Proton Mail keeps your inbox encrypted from itself. A Swiss court order can still pry your IP loose.

How it works

Proton Mail launched publicly in 2014 from a CERN hackathon, and Proton AG now operates the service from Plan-les-Ouates, just south of Geneva. The free tier ships 1 GB of storage and one address; paid tiers add storage, custom domains, and the rest of the Proton suite — VPN, Drive, Calendar, Pass. Mail flows through Proton's servers, where bodies, attachments, and calendar invites are sealed with OpenPGP and zero-access encryption — the keys live behind your account password, not on Proton's side. Inbound mail from non-Proton senders is encrypted at rest after delivery; only headers and routing metadata stay readable to the operator. Clients exist as a web app, native iOS and Android apps, desktop apps for the major OSes, and an IMAP/SMTP Bridge for Thunderbird or Outlook. The cryptography library OpenPGPjs and the apps themselves are open source.

KYC & privacy

Signup asks for a username and password. A recovery email or phone number is offered, never demanded, and the Tor onion mirror accepts new accounts directly. No government ID is ever requested. The boundary is legal, not architectural: Proton AG is a Swiss company, and Switzerland's communications-surveillance law lets investigators serve a court order requiring real-time IP logging on a specific account. In September 2021, Proton complied with one such order in the Bonjour case — the IP of a Paris climate-activist account was handed to French police via Swiss authorities, and the wording "we do not keep any IP logs" was removed from Proton's homepage soon after. Proton's quarterly transparency report shows thousands of orders complied with each year; what cannot be handed over, because it is not stored, is the cleartext of mail bodies.

Strengths and limits

The cryptographic posture is solid. Cure53 has audited the Proton Mail clients and the OpenPGPjs library, and Proton publishes both source and audit reports. Bitcoin is accepted for paid plans (existing accounts only), so the payment trail can be detached from a card. The limits are jurisdictional.
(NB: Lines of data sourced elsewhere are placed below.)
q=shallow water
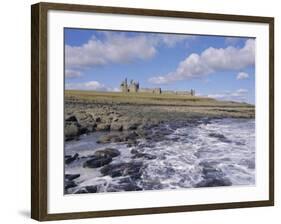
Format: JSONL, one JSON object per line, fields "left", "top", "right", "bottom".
{"left": 65, "top": 118, "right": 255, "bottom": 194}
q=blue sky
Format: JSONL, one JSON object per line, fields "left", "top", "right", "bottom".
{"left": 65, "top": 28, "right": 255, "bottom": 104}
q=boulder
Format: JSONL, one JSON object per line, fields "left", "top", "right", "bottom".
{"left": 65, "top": 173, "right": 80, "bottom": 181}
{"left": 123, "top": 122, "right": 140, "bottom": 130}
{"left": 94, "top": 148, "right": 120, "bottom": 158}
{"left": 76, "top": 185, "right": 98, "bottom": 194}
{"left": 132, "top": 153, "right": 156, "bottom": 160}
{"left": 65, "top": 180, "right": 77, "bottom": 190}
{"left": 65, "top": 115, "right": 78, "bottom": 122}
{"left": 83, "top": 156, "right": 112, "bottom": 168}
{"left": 208, "top": 133, "right": 231, "bottom": 143}
{"left": 65, "top": 153, "right": 79, "bottom": 165}
{"left": 100, "top": 161, "right": 143, "bottom": 180}
{"left": 65, "top": 122, "right": 79, "bottom": 140}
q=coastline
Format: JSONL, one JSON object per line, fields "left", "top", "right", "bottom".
{"left": 65, "top": 90, "right": 255, "bottom": 141}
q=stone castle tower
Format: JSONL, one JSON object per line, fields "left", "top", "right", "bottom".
{"left": 120, "top": 78, "right": 139, "bottom": 93}
{"left": 120, "top": 78, "right": 195, "bottom": 96}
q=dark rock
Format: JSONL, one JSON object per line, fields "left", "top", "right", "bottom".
{"left": 85, "top": 185, "right": 98, "bottom": 193}
{"left": 196, "top": 163, "right": 232, "bottom": 187}
{"left": 75, "top": 189, "right": 88, "bottom": 194}
{"left": 130, "top": 148, "right": 139, "bottom": 154}
{"left": 65, "top": 153, "right": 79, "bottom": 165}
{"left": 132, "top": 153, "right": 157, "bottom": 160}
{"left": 124, "top": 131, "right": 138, "bottom": 141}
{"left": 83, "top": 156, "right": 112, "bottom": 168}
{"left": 107, "top": 178, "right": 142, "bottom": 192}
{"left": 208, "top": 133, "right": 231, "bottom": 143}
{"left": 123, "top": 122, "right": 140, "bottom": 130}
{"left": 95, "top": 117, "right": 101, "bottom": 122}
{"left": 65, "top": 180, "right": 77, "bottom": 190}
{"left": 65, "top": 115, "right": 78, "bottom": 122}
{"left": 75, "top": 185, "right": 99, "bottom": 194}
{"left": 100, "top": 161, "right": 143, "bottom": 179}
{"left": 196, "top": 178, "right": 232, "bottom": 187}
{"left": 65, "top": 173, "right": 80, "bottom": 181}
{"left": 94, "top": 148, "right": 120, "bottom": 158}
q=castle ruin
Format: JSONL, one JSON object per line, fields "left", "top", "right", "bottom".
{"left": 120, "top": 78, "right": 195, "bottom": 96}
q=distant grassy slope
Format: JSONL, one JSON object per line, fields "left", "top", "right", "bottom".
{"left": 65, "top": 90, "right": 253, "bottom": 107}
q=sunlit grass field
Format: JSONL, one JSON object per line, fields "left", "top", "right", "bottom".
{"left": 65, "top": 90, "right": 253, "bottom": 107}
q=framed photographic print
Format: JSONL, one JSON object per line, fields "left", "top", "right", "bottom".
{"left": 31, "top": 2, "right": 274, "bottom": 221}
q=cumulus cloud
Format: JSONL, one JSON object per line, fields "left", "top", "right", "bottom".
{"left": 65, "top": 69, "right": 82, "bottom": 78}
{"left": 65, "top": 31, "right": 193, "bottom": 70}
{"left": 236, "top": 72, "right": 249, "bottom": 80}
{"left": 208, "top": 89, "right": 249, "bottom": 102}
{"left": 65, "top": 80, "right": 118, "bottom": 92}
{"left": 149, "top": 39, "right": 255, "bottom": 84}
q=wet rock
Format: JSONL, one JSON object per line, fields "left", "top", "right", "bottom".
{"left": 107, "top": 178, "right": 142, "bottom": 192}
{"left": 65, "top": 180, "right": 77, "bottom": 190}
{"left": 65, "top": 153, "right": 79, "bottom": 165}
{"left": 132, "top": 153, "right": 156, "bottom": 160}
{"left": 196, "top": 164, "right": 232, "bottom": 187}
{"left": 196, "top": 178, "right": 232, "bottom": 187}
{"left": 100, "top": 161, "right": 143, "bottom": 180}
{"left": 75, "top": 185, "right": 98, "bottom": 194}
{"left": 123, "top": 122, "right": 140, "bottom": 130}
{"left": 208, "top": 133, "right": 231, "bottom": 143}
{"left": 65, "top": 173, "right": 80, "bottom": 181}
{"left": 83, "top": 156, "right": 112, "bottom": 168}
{"left": 75, "top": 189, "right": 88, "bottom": 194}
{"left": 94, "top": 148, "right": 120, "bottom": 158}
{"left": 79, "top": 120, "right": 97, "bottom": 133}
{"left": 123, "top": 131, "right": 138, "bottom": 141}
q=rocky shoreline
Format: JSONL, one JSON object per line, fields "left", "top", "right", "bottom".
{"left": 64, "top": 96, "right": 255, "bottom": 194}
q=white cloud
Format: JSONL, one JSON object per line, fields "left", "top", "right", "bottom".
{"left": 65, "top": 69, "right": 82, "bottom": 78}
{"left": 65, "top": 32, "right": 193, "bottom": 70}
{"left": 207, "top": 89, "right": 249, "bottom": 103}
{"left": 66, "top": 33, "right": 156, "bottom": 69}
{"left": 65, "top": 80, "right": 118, "bottom": 92}
{"left": 236, "top": 72, "right": 249, "bottom": 80}
{"left": 149, "top": 39, "right": 255, "bottom": 84}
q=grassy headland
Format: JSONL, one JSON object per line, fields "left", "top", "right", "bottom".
{"left": 64, "top": 90, "right": 255, "bottom": 140}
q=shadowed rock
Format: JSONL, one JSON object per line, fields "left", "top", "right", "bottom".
{"left": 100, "top": 161, "right": 143, "bottom": 180}
{"left": 94, "top": 148, "right": 120, "bottom": 158}
{"left": 208, "top": 133, "right": 231, "bottom": 143}
{"left": 132, "top": 152, "right": 157, "bottom": 160}
{"left": 65, "top": 174, "right": 80, "bottom": 181}
{"left": 65, "top": 153, "right": 79, "bottom": 165}
{"left": 75, "top": 185, "right": 98, "bottom": 194}
{"left": 83, "top": 156, "right": 112, "bottom": 168}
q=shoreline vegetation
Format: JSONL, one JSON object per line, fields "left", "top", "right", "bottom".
{"left": 64, "top": 90, "right": 255, "bottom": 193}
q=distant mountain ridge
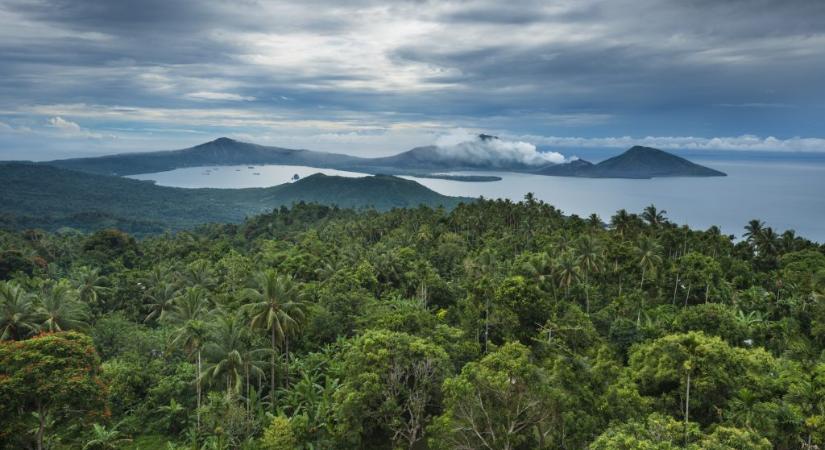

Swiss law gives Proton legal exposure that protocol-level services do not erase but do narrow; an account that signs up over Tor, with no recovery contact and a Bitcoin payment, is much harder to ratchet back than a Visa-card free account on a clearnet IP. Support is the soft edge — paid users routinely wait days for a reply — and the anti-abuse system asks for a phone number or alternate email when fresh sign-ups look automated, which catches some Tor traffic.

Verdict

Proton Mail is the strongest off-the-shelf private email provider: open source, audited, with a Tor mirror that actually works for new accounts. It is not anonymous mail — Swiss legal process can and has been used to attach IPs to specific accounts, so threat models that include serious foreign-police interest should treat the inbox as pseudonymous, not invisible. Useful for journalists, professionals leaving Gmail, and anyone who wants encrypted mail without running their own server.